Biotech firm Chitose Bio Evolution, founded by Tomohiro Fujita and based in Singapore, illustrates another pathway. The company engineers microorganisms for applications ranging from antibody production to algae‑based biofuels, positioning itself as a climate‑tech player. After securing backing from Japanese corporate investors, Fujita is now courting a major international partner and aims to list on Nasdaq within two years, a goal he says reflects the global ambition of many Japanese‑led ventures.

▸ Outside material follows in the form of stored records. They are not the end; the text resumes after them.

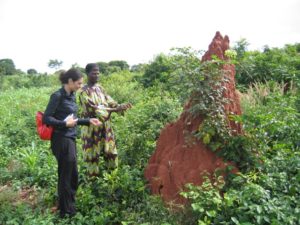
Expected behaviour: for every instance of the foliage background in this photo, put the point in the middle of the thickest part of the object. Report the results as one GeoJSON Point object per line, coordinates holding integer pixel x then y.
{"type": "Point", "coordinates": [266, 191]}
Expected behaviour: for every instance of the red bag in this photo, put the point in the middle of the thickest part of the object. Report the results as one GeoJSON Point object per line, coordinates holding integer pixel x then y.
{"type": "Point", "coordinates": [44, 131]}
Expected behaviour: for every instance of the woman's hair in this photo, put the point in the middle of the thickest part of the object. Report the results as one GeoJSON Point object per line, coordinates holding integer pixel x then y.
{"type": "Point", "coordinates": [89, 67]}
{"type": "Point", "coordinates": [73, 74]}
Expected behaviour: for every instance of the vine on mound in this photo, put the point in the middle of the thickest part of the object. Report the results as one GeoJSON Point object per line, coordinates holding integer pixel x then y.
{"type": "Point", "coordinates": [180, 158]}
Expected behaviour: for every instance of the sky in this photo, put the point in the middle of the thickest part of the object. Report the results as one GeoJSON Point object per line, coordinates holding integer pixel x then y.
{"type": "Point", "coordinates": [82, 31]}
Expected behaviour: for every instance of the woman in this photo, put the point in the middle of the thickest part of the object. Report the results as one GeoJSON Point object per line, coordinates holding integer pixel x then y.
{"type": "Point", "coordinates": [61, 114]}
{"type": "Point", "coordinates": [100, 140]}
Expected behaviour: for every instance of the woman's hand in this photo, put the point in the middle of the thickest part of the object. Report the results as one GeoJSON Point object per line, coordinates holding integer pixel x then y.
{"type": "Point", "coordinates": [95, 122]}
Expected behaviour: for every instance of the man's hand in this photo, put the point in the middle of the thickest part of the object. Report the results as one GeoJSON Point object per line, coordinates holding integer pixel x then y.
{"type": "Point", "coordinates": [95, 122]}
{"type": "Point", "coordinates": [71, 122]}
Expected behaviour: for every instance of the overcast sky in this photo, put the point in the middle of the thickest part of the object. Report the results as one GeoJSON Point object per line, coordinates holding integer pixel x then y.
{"type": "Point", "coordinates": [80, 31]}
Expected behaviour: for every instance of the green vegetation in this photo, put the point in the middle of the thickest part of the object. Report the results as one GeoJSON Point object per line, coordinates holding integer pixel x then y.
{"type": "Point", "coordinates": [265, 191]}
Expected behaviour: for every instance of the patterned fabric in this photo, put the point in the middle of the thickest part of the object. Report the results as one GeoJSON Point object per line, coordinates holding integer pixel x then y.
{"type": "Point", "coordinates": [97, 141]}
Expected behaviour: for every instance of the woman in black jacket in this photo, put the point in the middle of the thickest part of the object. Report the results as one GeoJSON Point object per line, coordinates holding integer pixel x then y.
{"type": "Point", "coordinates": [61, 113]}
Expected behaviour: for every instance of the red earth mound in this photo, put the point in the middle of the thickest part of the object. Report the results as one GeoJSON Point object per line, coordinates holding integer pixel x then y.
{"type": "Point", "coordinates": [176, 163]}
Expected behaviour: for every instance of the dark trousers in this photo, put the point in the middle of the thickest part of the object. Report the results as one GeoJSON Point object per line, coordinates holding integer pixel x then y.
{"type": "Point", "coordinates": [64, 149]}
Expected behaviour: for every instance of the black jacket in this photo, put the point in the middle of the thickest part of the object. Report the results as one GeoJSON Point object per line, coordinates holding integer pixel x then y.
{"type": "Point", "coordinates": [62, 104]}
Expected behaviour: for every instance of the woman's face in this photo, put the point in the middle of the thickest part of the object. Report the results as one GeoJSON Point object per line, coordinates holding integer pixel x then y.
{"type": "Point", "coordinates": [93, 76]}
{"type": "Point", "coordinates": [75, 85]}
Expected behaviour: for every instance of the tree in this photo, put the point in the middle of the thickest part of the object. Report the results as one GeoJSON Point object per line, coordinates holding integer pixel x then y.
{"type": "Point", "coordinates": [31, 71]}
{"type": "Point", "coordinates": [7, 67]}
{"type": "Point", "coordinates": [55, 64]}
{"type": "Point", "coordinates": [158, 70]}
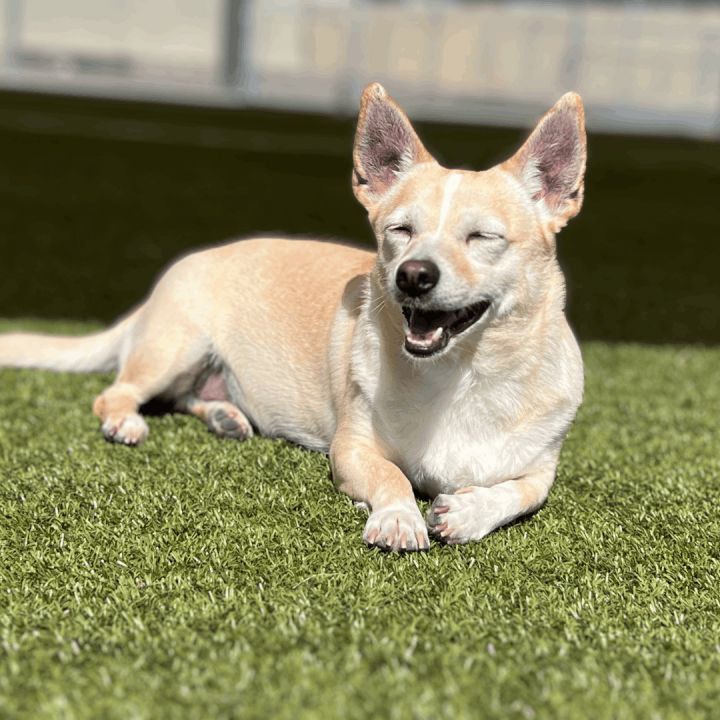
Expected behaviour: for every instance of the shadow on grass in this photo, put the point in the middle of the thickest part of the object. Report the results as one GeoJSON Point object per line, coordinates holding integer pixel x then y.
{"type": "Point", "coordinates": [90, 218]}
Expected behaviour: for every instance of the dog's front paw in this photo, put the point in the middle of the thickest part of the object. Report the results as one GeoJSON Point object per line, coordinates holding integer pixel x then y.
{"type": "Point", "coordinates": [469, 514]}
{"type": "Point", "coordinates": [397, 527]}
{"type": "Point", "coordinates": [128, 429]}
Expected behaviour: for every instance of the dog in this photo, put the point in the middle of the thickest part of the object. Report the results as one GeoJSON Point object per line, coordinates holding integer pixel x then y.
{"type": "Point", "coordinates": [441, 364]}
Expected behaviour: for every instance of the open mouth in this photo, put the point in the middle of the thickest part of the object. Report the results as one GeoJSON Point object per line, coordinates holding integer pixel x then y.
{"type": "Point", "coordinates": [429, 331]}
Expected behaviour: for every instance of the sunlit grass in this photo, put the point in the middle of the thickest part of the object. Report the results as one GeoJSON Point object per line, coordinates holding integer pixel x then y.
{"type": "Point", "coordinates": [198, 577]}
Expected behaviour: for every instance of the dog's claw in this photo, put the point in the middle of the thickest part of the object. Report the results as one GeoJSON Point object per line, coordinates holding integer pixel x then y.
{"type": "Point", "coordinates": [398, 527]}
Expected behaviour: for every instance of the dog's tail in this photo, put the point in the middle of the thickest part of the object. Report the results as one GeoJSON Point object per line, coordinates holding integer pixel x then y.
{"type": "Point", "coordinates": [99, 352]}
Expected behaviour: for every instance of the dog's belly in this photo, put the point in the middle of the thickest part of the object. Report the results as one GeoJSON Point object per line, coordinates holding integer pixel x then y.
{"type": "Point", "coordinates": [276, 331]}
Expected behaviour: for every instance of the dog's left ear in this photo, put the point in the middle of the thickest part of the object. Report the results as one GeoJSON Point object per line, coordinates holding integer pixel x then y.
{"type": "Point", "coordinates": [551, 163]}
{"type": "Point", "coordinates": [386, 146]}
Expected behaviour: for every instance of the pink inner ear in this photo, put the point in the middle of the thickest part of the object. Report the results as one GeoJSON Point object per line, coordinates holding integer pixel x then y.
{"type": "Point", "coordinates": [387, 144]}
{"type": "Point", "coordinates": [556, 154]}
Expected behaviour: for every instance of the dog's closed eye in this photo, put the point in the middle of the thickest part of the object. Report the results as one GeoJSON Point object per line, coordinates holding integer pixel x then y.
{"type": "Point", "coordinates": [484, 235]}
{"type": "Point", "coordinates": [400, 230]}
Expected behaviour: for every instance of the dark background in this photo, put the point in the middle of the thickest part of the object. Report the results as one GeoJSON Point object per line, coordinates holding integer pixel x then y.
{"type": "Point", "coordinates": [96, 197]}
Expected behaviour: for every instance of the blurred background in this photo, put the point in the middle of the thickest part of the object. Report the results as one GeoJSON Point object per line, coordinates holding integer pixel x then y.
{"type": "Point", "coordinates": [133, 131]}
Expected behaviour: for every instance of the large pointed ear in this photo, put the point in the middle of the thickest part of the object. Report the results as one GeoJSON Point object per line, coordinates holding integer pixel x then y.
{"type": "Point", "coordinates": [551, 163]}
{"type": "Point", "coordinates": [386, 146]}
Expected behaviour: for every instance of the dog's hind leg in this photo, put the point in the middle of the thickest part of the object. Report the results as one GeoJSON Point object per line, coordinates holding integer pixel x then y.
{"type": "Point", "coordinates": [164, 360]}
{"type": "Point", "coordinates": [222, 417]}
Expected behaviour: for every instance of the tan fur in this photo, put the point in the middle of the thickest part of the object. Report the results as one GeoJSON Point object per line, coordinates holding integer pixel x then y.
{"type": "Point", "coordinates": [313, 341]}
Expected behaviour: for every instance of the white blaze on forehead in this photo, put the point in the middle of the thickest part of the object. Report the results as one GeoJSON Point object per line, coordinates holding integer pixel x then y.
{"type": "Point", "coordinates": [451, 185]}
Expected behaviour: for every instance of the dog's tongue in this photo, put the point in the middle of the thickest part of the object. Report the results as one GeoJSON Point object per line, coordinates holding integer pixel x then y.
{"type": "Point", "coordinates": [426, 322]}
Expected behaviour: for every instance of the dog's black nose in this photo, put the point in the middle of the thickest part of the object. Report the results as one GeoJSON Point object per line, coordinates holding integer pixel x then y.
{"type": "Point", "coordinates": [417, 277]}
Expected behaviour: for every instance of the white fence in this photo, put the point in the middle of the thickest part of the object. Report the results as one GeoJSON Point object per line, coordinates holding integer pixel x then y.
{"type": "Point", "coordinates": [641, 67]}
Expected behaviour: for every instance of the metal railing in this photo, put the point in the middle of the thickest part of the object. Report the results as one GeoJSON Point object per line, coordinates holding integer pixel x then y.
{"type": "Point", "coordinates": [641, 67]}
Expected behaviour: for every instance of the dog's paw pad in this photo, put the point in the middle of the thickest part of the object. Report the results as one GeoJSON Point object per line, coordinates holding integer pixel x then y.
{"type": "Point", "coordinates": [398, 527]}
{"type": "Point", "coordinates": [126, 430]}
{"type": "Point", "coordinates": [227, 421]}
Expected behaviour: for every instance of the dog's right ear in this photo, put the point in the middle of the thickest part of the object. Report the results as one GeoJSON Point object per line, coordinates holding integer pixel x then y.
{"type": "Point", "coordinates": [386, 146]}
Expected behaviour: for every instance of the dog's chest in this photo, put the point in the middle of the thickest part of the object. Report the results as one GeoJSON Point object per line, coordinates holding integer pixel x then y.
{"type": "Point", "coordinates": [444, 440]}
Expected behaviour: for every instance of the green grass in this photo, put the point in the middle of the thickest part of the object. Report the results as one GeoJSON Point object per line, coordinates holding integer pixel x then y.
{"type": "Point", "coordinates": [100, 216]}
{"type": "Point", "coordinates": [195, 577]}
{"type": "Point", "coordinates": [198, 577]}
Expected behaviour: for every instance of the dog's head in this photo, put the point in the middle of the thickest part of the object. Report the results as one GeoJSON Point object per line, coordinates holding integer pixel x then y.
{"type": "Point", "coordinates": [458, 248]}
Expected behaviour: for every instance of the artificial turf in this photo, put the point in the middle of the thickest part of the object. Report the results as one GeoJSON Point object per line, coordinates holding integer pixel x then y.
{"type": "Point", "coordinates": [197, 577]}
{"type": "Point", "coordinates": [200, 577]}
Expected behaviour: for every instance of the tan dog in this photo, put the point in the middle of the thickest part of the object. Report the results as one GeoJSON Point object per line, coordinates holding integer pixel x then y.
{"type": "Point", "coordinates": [443, 363]}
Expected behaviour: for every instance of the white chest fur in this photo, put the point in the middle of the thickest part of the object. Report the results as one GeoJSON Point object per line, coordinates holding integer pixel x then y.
{"type": "Point", "coordinates": [451, 425]}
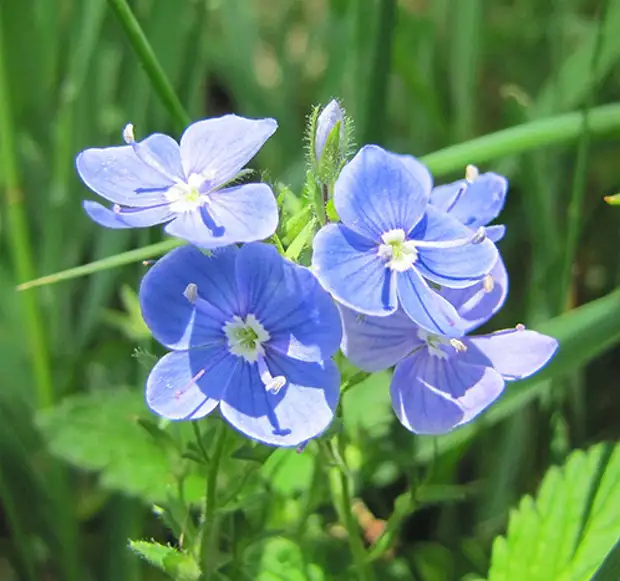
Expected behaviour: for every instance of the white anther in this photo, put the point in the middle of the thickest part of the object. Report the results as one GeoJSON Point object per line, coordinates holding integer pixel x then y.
{"type": "Point", "coordinates": [458, 345]}
{"type": "Point", "coordinates": [128, 134]}
{"type": "Point", "coordinates": [191, 292]}
{"type": "Point", "coordinates": [471, 173]}
{"type": "Point", "coordinates": [479, 236]}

The convergence of geopolitical risk, high energy prices and a policy push for greater startup funding is shaping a new export‑oriented mindset among Japan’s deep‑tech community. While travel restrictions and regional conflict pose short‑term challenges, the sector’s emphasis on clean‑energy solutions and its willingness to tap into the Gulf’s sovereign‑wealth capital suggest that Japanese innovation will continue to seek markets far beyond its home islands.
For global investors, the story underscores a dual narrative: the resilience of venture capital amid geopolitical turbulence, and the strategic importance of Japanese technology in a world where energy security and sustainability are increasingly intertwined.